You can pass long=False to generate a wide form with multi-indexed columns instead.

deomgraphy.xvec.to_geodataframe(long=False)
county population unemployment divorce age
year 1960 1970 1980 1990 1960 1970 1980 1990 1960 1970 1980 1990 1960 1970 1980 1990
0 POLYGON ((-95.34258 48.54670, -95.34081 48.715... 4304 3987 3764 4076 7.900000 9.000000 5.902579 3.894790 1.858974 2.619808 3.746594 7.388535 28.80 30.5 34.500000 35.500000
1 POLYGON ((-118.85050 47.94969, -118.84732 48.4... 3889 3655 5811 6295 8.200000 15.400000 15.422886 16.811594 2.863278 3.686007 6.625442 11.543135 25.90 27.1 27.200000 32.800000
2 POLYGON ((-117.43777 48.04422, -117.54113 48.0... 17884 17405 28979 30948 10.100000 9.000000 13.574064 10.700794 2.711447 2.976378 5.448223 9.123212 29.60 31.8 28.700000 34.500000
3 POLYGON ((-118.97096 47.93928, -118.97293 47.9... 25520 25867 30639 33350 7.500000 10.500000 12.700195 10.203544 3.372041 4.090386 7.122333 9.245627 29.40 31.1 31.200000 35.000000
4 POLYGON ((-117.43750 49.00000, -117.03098 49.0... 6914 6025 8580 8915 10.600000 13.400000 18.148999 14.991023 3.008988 4.010695 5.287860 10.158351 31.20 33.8 31.300000 36.100000
... ... ... ... ... ... ... ... ... ... ... ... ... ... ... ... ... ...
3080 POLYGON ((-114.51984 33.02767, -114.55830 33.0... 46235 60827 90554 120739 4.600000 4.800000 8.012906 10.910351 3.702838 4.160574 5.730308 7.798840 25.70 24.6 27.900000 33.900000
3081 POLYGON ((-107.19484 34.58352, -107.71780 34.5... 39085 40576 61115 69029 6.100000 3.800000 8.375127 11.002271 1.880621 2.274648 5.372952 9.078873 20.10 21.7 25.500000 30.450000
3082 POLYGON ((-76.39569 37.10771, -76.40270 37.090... 21583 33203 44189 53427 2.500000 3.105065 5.037045 4.102888 1.113223 1.550323 3.257639 4.850746 24.40 24.4 29.800000 34.000000
3083 POLYGON ((-77.53178 38.56506, -77.72094 38.840... 50164 111102 166665 250377 3.300000 2.361559 3.708886 3.353981 1.672391 1.468343 3.742207 5.750177 22.30 21.8 25.666667 28.466667
3084 POLYGON ((-111.37152 44.74516, -111.36839 45.3... 39260 43766 55800 65077 5.218039 5.444291 7.017943 5.488553 2.777586 2.724604 4.782264 7.414559 28.25 26.4 28.966667 35.333333

3085 rows × 17 columns

Differences compared to the default pandas exports#

While both methods wrap native Xarray methods to_pandas and to_dataframe, there are differences in behavior.
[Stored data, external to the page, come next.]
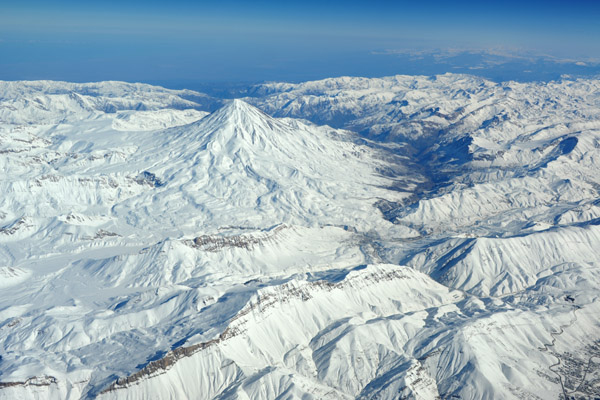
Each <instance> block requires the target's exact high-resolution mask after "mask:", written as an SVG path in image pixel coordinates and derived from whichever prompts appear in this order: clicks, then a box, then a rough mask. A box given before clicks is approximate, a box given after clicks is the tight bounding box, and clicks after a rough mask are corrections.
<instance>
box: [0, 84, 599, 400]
mask: <svg viewBox="0 0 600 400" xmlns="http://www.w3.org/2000/svg"><path fill="white" fill-rule="evenodd" d="M251 94H252V96H251V97H247V98H245V99H243V100H231V101H228V100H220V99H214V98H211V97H209V96H206V95H203V94H201V93H197V92H191V91H174V90H168V89H163V88H159V87H153V86H149V85H141V84H126V83H120V82H103V83H97V84H71V83H65V82H0V165H2V168H3V171H4V179H2V180H1V181H0V188H1V192H2V193H4V195H3V196H2V197H0V277H1V279H0V290H1V292H0V293H1V294H0V357H1V358H0V398H6V399H14V398H74V399H77V398H115V399H120V398H131V399H138V398H161V399H162V398H207V399H212V398H221V399H225V398H232V399H233V398H240V399H242V398H252V399H255V398H265V399H270V398H277V397H279V398H318V399H321V398H332V399H334V398H335V399H338V398H342V399H346V398H381V399H384V398H385V399H388V398H415V399H433V398H467V399H482V398H489V399H492V398H494V399H495V398H532V399H533V398H543V399H546V398H564V397H569V396H572V397H575V398H577V397H579V398H590V397H594V396H600V383H599V382H600V323H599V322H598V318H597V316H598V315H600V299H599V298H598V296H599V293H600V292H599V291H598V289H599V288H600V255H599V254H600V253H599V252H598V250H597V249H600V227H599V225H600V224H599V222H598V221H600V200H599V198H600V196H599V190H600V178H599V175H598V171H599V167H600V165H599V164H600V81H598V80H568V79H566V80H564V81H561V82H549V83H528V84H522V83H514V82H506V83H502V84H496V83H493V82H489V81H486V80H483V79H480V78H476V77H471V76H465V75H450V74H448V75H442V76H437V77H409V76H396V77H388V78H381V79H366V78H336V79H327V80H324V81H315V82H306V83H302V84H287V83H273V84H264V85H259V86H256V87H254V88H253V89H252V91H251ZM250 104H252V105H250Z"/></svg>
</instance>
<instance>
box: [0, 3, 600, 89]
mask: <svg viewBox="0 0 600 400" xmlns="http://www.w3.org/2000/svg"><path fill="white" fill-rule="evenodd" d="M599 10H600V5H598V4H597V3H595V4H592V3H590V2H586V1H576V2H571V3H570V4H568V5H565V4H563V3H561V2H558V1H546V2H539V1H528V2H516V1H509V2H504V3H502V5H501V6H496V5H490V4H480V3H478V2H474V1H463V2H458V3H452V4H449V3H447V2H441V1H433V2H428V3H427V4H426V5H417V4H414V3H408V2H389V1H375V2H371V3H369V4H368V5H366V4H364V3H363V2H359V1H349V2H341V1H333V2H328V3H323V2H316V1H308V2H306V1H305V2H302V3H299V2H293V3H286V4H279V3H272V2H268V1H258V2H253V3H251V4H249V3H245V2H241V1H225V2H220V3H219V4H206V3H204V2H200V3H197V2H192V1H182V0H177V1H175V2H170V3H168V4H164V3H163V2H159V1H144V2H142V1H129V2H126V3H125V4H121V3H117V2H115V1H107V2H102V3H91V4H88V3H85V4H81V3H78V2H75V1H59V2H54V3H51V4H50V3H45V2H41V1H26V2H19V3H14V4H9V5H5V6H4V10H3V13H2V15H1V16H0V22H1V23H0V54H1V55H2V57H1V61H0V79H3V80H37V79H52V80H67V81H79V82H84V81H101V80H123V81H130V82H132V81H137V82H148V83H154V84H161V85H163V86H167V87H189V86H199V85H200V86H201V85H203V84H208V83H216V82H218V83H223V82H230V83H241V82H245V83H253V82H261V81H304V80H312V79H321V78H326V77H333V76H367V77H375V76H386V75H395V74H410V75H414V74H419V75H435V74H441V73H445V72H457V73H471V74H474V75H480V76H484V77H486V78H490V79H495V80H548V79H556V78H558V77H560V76H561V75H562V74H571V75H576V76H578V75H581V76H591V75H597V74H598V73H600V61H599V60H600V42H599V41H598V40H597V39H598V38H599V37H600V24H598V23H597V20H598V17H600V12H599Z"/></svg>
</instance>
Since GeoPandas doesn’t support GeometryArray as an index (or columns), Xvec transforms the resulting DataFrame if that happens. It means either resetting the index to get geometries as a standard GeoSeries or transposing the DataFrame and then resetting the index (if geometries are indexing columns).